Vamos conversar?
Ah, Capitu... Machado de Assis não economizou nas camadas quando esculpiu essa personagem e sempre tive a sensação que ele me deu de presente!
“Olhos de cigana oblíqua e dissimulada”
Esses olhos, descritos por Bentinho (Dom Casmurro) como tortos, misteriosos e cheios de intenções escondidas, são quase personagens por si só. Não olham apenas — insinuam, sugerem, confundem. É como se ela falasse com eles mais do que com a boca.
Capitu é inteligente, sagaz, perspicaz até demais pro gosto do Bentinho. Desde criança, ela já dava sinais de que não era flor que se cheire... ou melhor, era uma flor, mas daquelas com espinhos afiados e perfume hipnótico. Ela seduz sem fazer força, manipula com charme, e deixa todo mundo (inclusive o leitor) sem saber se é culpada ou vítima da paranoia de um marido inseguro.
Ela representa uma mulher à frente do seu tempo: independente, com uma mente aguçada e cheia de vontade própria — o que, diga-se de passagem, assusta. Machado a construiu de forma tão inteligente que até hoje ninguém bate o martelo sobre sua fidelidade. Capitu traiu ou não traiu? Essa dúvida é o verdadeiro crime do livro, um mistério que gruda na cabeça do leitor.
Resumindo: Capitu encanta, desconcerta e some no final deixando um rastro de perguntas e uma certeza só — nunca mais se olha para o amor e o ciúme da mesma forma depois de conhecer essa “cigana oblíqua e dissimulada”.

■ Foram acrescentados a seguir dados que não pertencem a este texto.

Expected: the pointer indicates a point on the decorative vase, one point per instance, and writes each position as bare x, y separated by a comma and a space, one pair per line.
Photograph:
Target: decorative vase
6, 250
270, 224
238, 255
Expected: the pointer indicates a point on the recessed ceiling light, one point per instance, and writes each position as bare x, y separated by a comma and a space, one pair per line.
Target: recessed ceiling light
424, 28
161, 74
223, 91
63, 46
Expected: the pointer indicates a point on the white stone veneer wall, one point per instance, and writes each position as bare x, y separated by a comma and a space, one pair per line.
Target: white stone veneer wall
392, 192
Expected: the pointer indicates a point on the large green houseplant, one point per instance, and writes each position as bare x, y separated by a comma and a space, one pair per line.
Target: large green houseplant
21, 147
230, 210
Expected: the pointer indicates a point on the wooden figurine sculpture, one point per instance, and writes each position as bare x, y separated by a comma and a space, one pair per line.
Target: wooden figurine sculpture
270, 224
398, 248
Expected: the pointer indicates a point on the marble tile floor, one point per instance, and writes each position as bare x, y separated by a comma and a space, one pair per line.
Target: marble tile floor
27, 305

Capitu tem um pouco de mim, e tem muito de nós — mulheres de ontem, de hoje, e talvez até das de amanhã. Ela é quase um espelho embaçado onde a gente se vê refletida em fragmentos: ora forte, ora enigmática, às vezes mal interpretada... mas sempre mais complexa do que querem acreditar que somos.
Capitu carrega dentro dela aquele dilema feminino: ser esperta sem ser chamada de manipuladora, ser bonita sem ser acusada de sedução. Ela é a mulher que pensa rápido, sente fundo e age com estratégia — e isso, pra muitos homens (e até pra algumas mulheres), ainda é visto como “suspeito”. Como se a inteligência feminina viesse sempre com segunda intenção.
Ela também representa a mulher que não cabe na caixinha: não é submissa, mas também não é rebelde à toa. Não grita, mas sabe se impor. Não se faz de vítima, mas também não baixa a guarda. E o pior (ou o melhor): ela nunca dá certeza. É isso que deixa Bentinho doido da cabeça — e que, convenhamos, também já enlouqueceu muita gente que tentou "entender" uma mulher sem aceitar que mistério também é parte do charme.
Capitu tem aquele olhar que fala mais que mil palavras, aquele silêncio que pesa mais que discurso. E a gente, mulher, conhece bem esse poder, mesmo que nem sempre use. Porque ser mulher é, muitas vezes, dançar num campo minado de julgamentos, equilibrando intuição e razão, vulnerabilidade e força.
Então sim: Capitu tem um pouco de todas nós. E talvez por isso ela ainda incomode tanto — porque nos lembra que ser mulher é ser uma constante contradição... e que isso não é defeito, é potência.